La Russia e la Germania hanno perso la Grande Guerra (la Russia più o meno) ed infatti le rivoluzioni socialiste sono scoppiate li.

LupoSciolto°
22-03-16, 16:37
Il partito come la luce che scende dal firmamento delle idee sulle tenebre proletarie? Si ripropone alla fine il middle-class, con la sua buona volontà educazionista, nella veste di maestrino dell'operaio.
Preferisco parlare del partito come embrione del mondo da venire. Nel giro del partito già si dovrebbe affermare una immediata critica pratica del rapporto sociale dominante. Il partito dovrebbe cioè esprimere l'attualità della questione comunista, non solo come movimento lotta e guerra col vecchio mondo, ma anche come possibilità effettiva ed effettuata di produrre la ricchezza sociale fuori dalla forma-merce.

In questo senso è anche necessario abbandonare la vecchia concezione evoluzionista ed economicista del marxismo "classico novecentesco". Affermare con Preve (e dopo Lenin) che se il proletariato ha come tendenza naturale l'incentramento sul lato economico, non per questo chi ha già incontrato il comunismo nella teoria si deve proporre come conduttore delle lotte economiche.

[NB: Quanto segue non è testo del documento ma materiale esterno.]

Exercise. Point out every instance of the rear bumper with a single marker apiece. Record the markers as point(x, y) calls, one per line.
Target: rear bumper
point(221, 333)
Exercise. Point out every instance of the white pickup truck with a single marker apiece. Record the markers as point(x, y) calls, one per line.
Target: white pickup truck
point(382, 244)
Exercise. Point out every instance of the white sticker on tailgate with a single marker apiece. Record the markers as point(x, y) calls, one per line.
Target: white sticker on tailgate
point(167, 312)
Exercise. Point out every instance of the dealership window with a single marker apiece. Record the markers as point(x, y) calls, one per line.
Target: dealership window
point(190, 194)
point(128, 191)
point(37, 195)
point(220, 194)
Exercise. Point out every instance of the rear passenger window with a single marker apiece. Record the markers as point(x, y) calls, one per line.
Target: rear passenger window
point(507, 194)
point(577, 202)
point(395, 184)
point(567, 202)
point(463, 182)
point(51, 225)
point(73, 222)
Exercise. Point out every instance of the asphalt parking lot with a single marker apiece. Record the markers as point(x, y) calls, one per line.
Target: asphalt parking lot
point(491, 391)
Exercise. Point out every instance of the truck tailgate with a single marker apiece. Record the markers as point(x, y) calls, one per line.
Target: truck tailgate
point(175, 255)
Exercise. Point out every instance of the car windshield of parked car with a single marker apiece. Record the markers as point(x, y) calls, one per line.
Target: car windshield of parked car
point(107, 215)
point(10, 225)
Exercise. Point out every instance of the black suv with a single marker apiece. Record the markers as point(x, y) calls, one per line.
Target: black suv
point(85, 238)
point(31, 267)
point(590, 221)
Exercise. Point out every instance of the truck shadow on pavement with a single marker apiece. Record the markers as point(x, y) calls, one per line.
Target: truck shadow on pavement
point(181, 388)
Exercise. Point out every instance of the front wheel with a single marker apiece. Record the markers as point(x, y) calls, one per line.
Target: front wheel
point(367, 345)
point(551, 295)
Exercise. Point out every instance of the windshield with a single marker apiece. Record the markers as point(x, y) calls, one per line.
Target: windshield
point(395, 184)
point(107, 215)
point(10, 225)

L'economia va negata, cioè le sue categorie fondamentali. La dittatura del proletariato è quindi espressione di una negazione dello stesso proletariato: si devono distruggere le condizioni materiali che rendono possibile la figura del proletario. Il partito non gestisce il vecchio mondo "in vista del comunismo", ma se lo mangia poco a poco - e questo processo non nasce e non dipende dal piano strategico messo in atto dai dominanti.

Scusami, ma non eri tu che vedevi nel partito l'embrione della comunità? Forse è il modello leninista a non piacerti? Io, semplicemente, credo che il partito-avanguardia sia stato , storicamente, l'unico strumento in grado di emancipare il proletariato. Penso alla Russia, alla Cina , a Cuba ma non solo.